Warning: [2] uses a curved based online classification, while a single trial classification is used here.

# Prepare data for online classification
test_visu = 50     # nb of matrices to display simultaneously
colors, ts_visu = [], np.empty([0, 2])
alphas = np.linspace(0, 1, test_visu)

fig, ax = plt.subplots(figsize=(8, 8))
fig.suptitle('PGA of testing set', fontsize=16)
pl = plot_pga(ax, ts_visu, colors, ts_means)
pl.axes.set_xlim(-5, 6)
pl.axes.set_ylim(-5, 5)
PGA of testing set
(-5.0, 5.0)
# Prepare animation for online classification
def online_classify(t):
    global colors, ts_visu

    # Online classification
    y = mdm.predict(x_test[np.newaxis, t])
    color = clist[int(y[0] - 1)]
    ts_test = pga.transform(x_test[np.newaxis, t])

    # Update data
    colors.append(color)
    ts_visu = np.vstack((ts_visu, ts_test))
    if len(ts_visu) > test_visu:
        colors.pop(0)
        ts_visu = ts_visu[1:]
    colors = _add_alpha(colors, alphas)

    # Update plot
    pl.set_offsets(np.c_[ts_visu[:, 0], ts_visu[:, 1]])
    pl.set_color(colors)
    return pl


interval_display = 1.0  # can be changed for a slower display

visu = FuncAnimation(fig, online_classify,
                     frames=range(0, len(x_test)),
                     interval=interval_display, blit=False, repeat=False)
# Plot online classification

# Plot complete visu: a dynamic display is required
plt.show()

# Plot only 10s, for animated documentation
try:
    from IPython.display import HTML
except ImportError:
    raise ImportError("Install IPython to plot animation in documentation")

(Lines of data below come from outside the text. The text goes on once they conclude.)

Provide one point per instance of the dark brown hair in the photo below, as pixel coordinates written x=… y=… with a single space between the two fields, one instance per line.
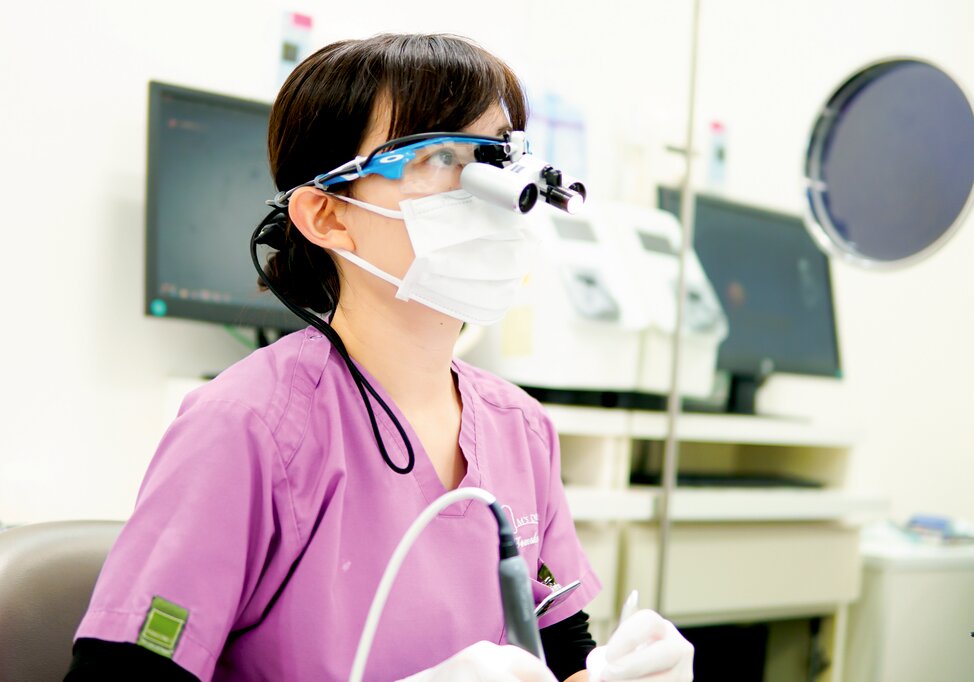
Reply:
x=323 y=111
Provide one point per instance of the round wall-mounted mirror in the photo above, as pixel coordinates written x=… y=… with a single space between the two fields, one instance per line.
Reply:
x=890 y=164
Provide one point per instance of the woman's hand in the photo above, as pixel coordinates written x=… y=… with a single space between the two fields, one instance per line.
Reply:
x=487 y=662
x=645 y=648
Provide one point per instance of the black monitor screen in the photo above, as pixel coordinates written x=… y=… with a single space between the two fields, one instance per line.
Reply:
x=773 y=283
x=207 y=180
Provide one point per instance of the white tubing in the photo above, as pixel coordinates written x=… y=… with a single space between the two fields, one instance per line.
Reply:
x=392 y=569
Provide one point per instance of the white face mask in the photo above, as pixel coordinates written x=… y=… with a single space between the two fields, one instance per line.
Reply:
x=471 y=256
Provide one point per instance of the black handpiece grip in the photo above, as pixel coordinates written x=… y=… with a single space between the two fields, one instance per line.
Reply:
x=522 y=625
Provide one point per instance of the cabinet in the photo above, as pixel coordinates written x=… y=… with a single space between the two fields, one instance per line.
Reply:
x=736 y=554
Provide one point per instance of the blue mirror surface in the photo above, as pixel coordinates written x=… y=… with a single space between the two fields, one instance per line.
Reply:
x=890 y=164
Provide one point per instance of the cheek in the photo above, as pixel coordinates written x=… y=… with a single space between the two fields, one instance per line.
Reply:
x=382 y=241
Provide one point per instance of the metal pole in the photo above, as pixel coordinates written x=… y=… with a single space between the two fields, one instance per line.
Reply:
x=671 y=451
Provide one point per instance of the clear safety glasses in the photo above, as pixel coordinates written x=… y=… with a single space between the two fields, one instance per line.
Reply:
x=424 y=164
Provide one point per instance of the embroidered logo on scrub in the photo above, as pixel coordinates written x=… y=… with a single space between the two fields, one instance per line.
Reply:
x=163 y=625
x=518 y=522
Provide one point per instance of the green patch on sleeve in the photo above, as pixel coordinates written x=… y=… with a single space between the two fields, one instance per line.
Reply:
x=163 y=625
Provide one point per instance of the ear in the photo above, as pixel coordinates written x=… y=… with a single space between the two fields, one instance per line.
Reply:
x=318 y=217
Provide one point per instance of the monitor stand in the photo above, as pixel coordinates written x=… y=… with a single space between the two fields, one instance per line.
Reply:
x=743 y=392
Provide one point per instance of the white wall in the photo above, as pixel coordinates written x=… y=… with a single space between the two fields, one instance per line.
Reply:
x=84 y=372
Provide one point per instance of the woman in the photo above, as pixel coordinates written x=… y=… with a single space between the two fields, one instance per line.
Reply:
x=277 y=496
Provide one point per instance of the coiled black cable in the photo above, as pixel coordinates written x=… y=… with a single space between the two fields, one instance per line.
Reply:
x=270 y=232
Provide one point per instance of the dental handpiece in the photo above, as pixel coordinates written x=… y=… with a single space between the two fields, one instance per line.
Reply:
x=516 y=597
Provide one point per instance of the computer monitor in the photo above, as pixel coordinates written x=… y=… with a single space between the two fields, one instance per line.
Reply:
x=207 y=179
x=775 y=287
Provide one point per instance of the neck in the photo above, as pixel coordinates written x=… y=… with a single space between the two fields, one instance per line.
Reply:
x=407 y=347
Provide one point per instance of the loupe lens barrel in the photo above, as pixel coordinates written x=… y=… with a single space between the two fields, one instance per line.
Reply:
x=498 y=186
x=567 y=200
x=578 y=186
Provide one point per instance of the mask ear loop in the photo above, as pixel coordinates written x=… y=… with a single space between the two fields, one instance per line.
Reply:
x=270 y=231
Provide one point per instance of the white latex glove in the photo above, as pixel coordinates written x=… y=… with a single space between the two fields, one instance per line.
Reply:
x=645 y=648
x=487 y=662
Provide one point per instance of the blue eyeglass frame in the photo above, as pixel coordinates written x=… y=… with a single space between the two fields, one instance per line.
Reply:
x=387 y=160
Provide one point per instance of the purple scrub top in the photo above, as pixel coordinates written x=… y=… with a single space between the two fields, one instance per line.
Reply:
x=255 y=456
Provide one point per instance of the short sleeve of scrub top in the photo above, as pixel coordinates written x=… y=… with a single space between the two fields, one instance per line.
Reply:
x=274 y=460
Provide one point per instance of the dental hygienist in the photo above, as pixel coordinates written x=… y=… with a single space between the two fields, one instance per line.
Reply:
x=278 y=494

plt.rcParams["animation.embed_limit"] = 10
HTML(visu.to_jshtml(fps=5, default_mode='loop'))
Animation size has reached 10525072 bytes, exceeding the limit of 10485760.0. If you're sure you want a larger animation embedded, set the animation.embed_limit rc parameter to a larger value (in MB). This and further frames will be dropped.